Cost-wise, it’s surprisingly reasonable. The version I saw ran in containers that spun up based on commit activity or deploy frequency. So if no one is pushing code, it's idle. But during launches or busy dev cycles, it ramps up. Much cheaper than staffing a full team to maintain 24/7 vigilance.

ThrowawayR2•10mo ago
If your QA staff are no better than an "AI" agent, dump them and hire better QA staff.
GTCHO•10mo ago
I hear you and to be clear, this isn’t about replacing talented QA teams. It’s about offloading the repetitive and pattern-based parts of QA so human testers can focus on more strategic, exploratory, and usability-driven work.
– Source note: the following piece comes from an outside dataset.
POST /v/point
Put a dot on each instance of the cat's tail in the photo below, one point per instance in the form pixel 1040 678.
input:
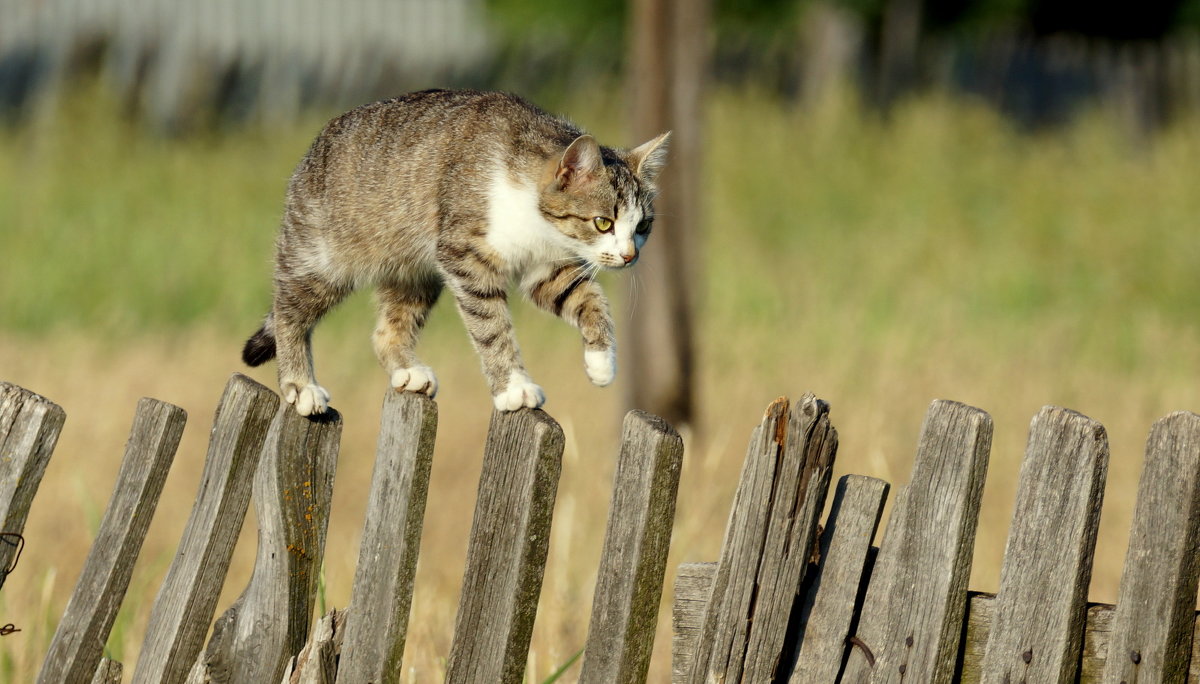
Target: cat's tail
pixel 261 347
In the case I saw, the agent handled things like regression patterns, diff analysis, and known-risk detection across thousands of past issues. The QA team actually became more valuable because they weren’t stuck rerunning the same test plan for the fifth time that week. It was augmentation, not replacement.

That said, I totally agree if a team is just rubber-stamping PRs, the issue isn’t automation, it’s expectations and leadership.